Me deitava com ao menos três mulheres por dia.
– Se fui clone de
alguém na vida foi do Renato Gaúcho. A gente se conheceu em 83, ele jogava no
Grêmio e vinha muito pro Rio. Essa fama que ele tem com as mulheres perto de
mim não é nada. A gente saía muito, eu, ele e o Gaúcho (ex-atacante do
Flamengo).
– Sentei-me no
balneário, o doutor Castor [presidente do Bangu] entrou e quando ele
chegou perto de mim, disse-lhe: “Antes que o senhor diga qualquer
coisa, Deus deu-me um pai e o levou. E Ele me deu outro. Então
jamais vou admitir que digam que o meu pai é ladrão e os adeptos
estavam atrás de mim gritando isso.’ Ele segurou-me pela nuca,
beijou-me e convidou-me para viajar. E renovou comigo por mais seis
meses.” [Explicando
por que arrumou uma briga com adeptos logo antes do jogo de estreia pelo Bangu
de modo a ser expulso antes mesmo de começar o jogo]
– Era
brasileiro, e brasileiro tem muita fama por lá [Explicando
a sua apresentação pública em um clube francês que incluía um treino de 15
minutos para a torcida]. O estádio era
pequeno, mas estava bem cheio. Pensei que iria só acenar e tal, mas vi um monte
de bolas no campo e percebi que teria um treino. Fiquei nervoso porque logo no
primeiro dia eles iriam ver que eu não jogava nada. Comecei a pegar todas
as bolas rapidamente e chutá-las para o público. Os adeptos foram à
loucura. Não sobrou uma bola em campo. Ao mesmo tempo beijava a
camisola do clube. Conquistei o carinho dos adeptos e acabou só
acontecendo um treino físico.
– A vida é
marketing. Eu tinha a aparência de uma estrela do futebol. Sabia como falar e
como vender a minha imagem. Quem me via pensava: o tipo jogou em França, esteve
no Flamengo, no Fluminense, é amigo do Bebeto e do Carlos Alberto. Este tipo é
o ‘real deal’. É como o Messi e o Beckham.
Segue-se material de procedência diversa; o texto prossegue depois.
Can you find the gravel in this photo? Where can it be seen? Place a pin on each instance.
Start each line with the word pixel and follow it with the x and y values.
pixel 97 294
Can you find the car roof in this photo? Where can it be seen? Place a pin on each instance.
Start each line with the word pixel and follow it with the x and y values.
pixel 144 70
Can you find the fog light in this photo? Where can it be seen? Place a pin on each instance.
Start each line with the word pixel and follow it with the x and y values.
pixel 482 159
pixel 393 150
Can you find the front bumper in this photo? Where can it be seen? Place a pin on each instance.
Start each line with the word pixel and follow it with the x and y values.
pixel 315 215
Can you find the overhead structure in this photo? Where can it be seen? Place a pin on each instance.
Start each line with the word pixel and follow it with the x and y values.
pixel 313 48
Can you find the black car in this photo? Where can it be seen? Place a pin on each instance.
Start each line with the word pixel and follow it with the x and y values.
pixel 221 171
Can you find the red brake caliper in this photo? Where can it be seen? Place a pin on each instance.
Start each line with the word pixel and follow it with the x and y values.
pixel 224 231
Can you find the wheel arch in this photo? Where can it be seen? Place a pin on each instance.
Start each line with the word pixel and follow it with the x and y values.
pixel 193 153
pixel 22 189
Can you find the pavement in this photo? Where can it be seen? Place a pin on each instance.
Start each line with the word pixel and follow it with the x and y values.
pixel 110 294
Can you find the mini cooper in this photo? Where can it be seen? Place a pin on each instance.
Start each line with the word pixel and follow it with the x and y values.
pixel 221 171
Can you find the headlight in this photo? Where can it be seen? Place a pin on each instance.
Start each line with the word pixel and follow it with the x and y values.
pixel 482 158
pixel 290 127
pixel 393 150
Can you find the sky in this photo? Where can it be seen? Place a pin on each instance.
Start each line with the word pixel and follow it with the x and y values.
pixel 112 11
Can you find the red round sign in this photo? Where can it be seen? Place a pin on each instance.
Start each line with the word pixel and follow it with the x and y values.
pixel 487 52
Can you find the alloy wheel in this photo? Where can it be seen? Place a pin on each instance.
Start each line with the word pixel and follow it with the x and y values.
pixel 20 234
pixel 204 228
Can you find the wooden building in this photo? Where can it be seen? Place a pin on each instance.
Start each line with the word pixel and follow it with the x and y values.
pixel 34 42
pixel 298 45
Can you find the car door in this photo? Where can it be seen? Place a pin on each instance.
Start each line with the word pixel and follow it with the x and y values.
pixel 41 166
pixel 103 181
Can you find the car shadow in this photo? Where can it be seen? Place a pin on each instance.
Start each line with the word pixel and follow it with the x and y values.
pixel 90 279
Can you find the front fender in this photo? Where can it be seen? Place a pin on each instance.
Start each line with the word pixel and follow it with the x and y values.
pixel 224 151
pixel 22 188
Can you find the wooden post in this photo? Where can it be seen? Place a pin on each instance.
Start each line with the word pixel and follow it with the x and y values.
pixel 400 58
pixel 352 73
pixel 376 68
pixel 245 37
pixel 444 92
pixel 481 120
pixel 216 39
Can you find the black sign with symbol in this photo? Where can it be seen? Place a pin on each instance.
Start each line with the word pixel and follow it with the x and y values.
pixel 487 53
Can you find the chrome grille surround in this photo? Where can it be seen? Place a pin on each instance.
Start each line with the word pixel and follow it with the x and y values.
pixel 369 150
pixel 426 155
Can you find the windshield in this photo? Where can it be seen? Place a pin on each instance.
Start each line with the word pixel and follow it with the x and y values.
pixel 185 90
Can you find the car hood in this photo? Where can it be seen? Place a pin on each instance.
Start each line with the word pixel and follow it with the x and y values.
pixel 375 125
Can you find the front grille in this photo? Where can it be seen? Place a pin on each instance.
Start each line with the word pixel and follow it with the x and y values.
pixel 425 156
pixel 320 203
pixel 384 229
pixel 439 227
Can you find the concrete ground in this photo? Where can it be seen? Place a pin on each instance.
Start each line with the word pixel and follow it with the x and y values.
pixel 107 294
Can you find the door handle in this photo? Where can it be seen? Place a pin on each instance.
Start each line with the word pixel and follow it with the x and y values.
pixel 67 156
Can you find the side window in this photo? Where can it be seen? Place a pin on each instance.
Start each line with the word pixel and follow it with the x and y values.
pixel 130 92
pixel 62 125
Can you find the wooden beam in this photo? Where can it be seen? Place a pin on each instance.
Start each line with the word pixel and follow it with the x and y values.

O Messi é o melhor jogador, mas
aquele que vende é o Beckham. O Messi não vende. Não tem a maneira certa de
falar. Eu tinha. Apareci em vários programas no Brasil e hoje atraio a atenção
a nível global. Não teve nada a ver com a minha qualidade enquanto jogador ou
amante. É tudo culpa do meu carisma.
– Não me
arrependo de nada. Os clubes já enganaram tantos os jogadores, alguém tinha que
ser o vingador dos caras.
– Todos os times que participei
celebraram duas vezes: quando assinei e depois quando fui.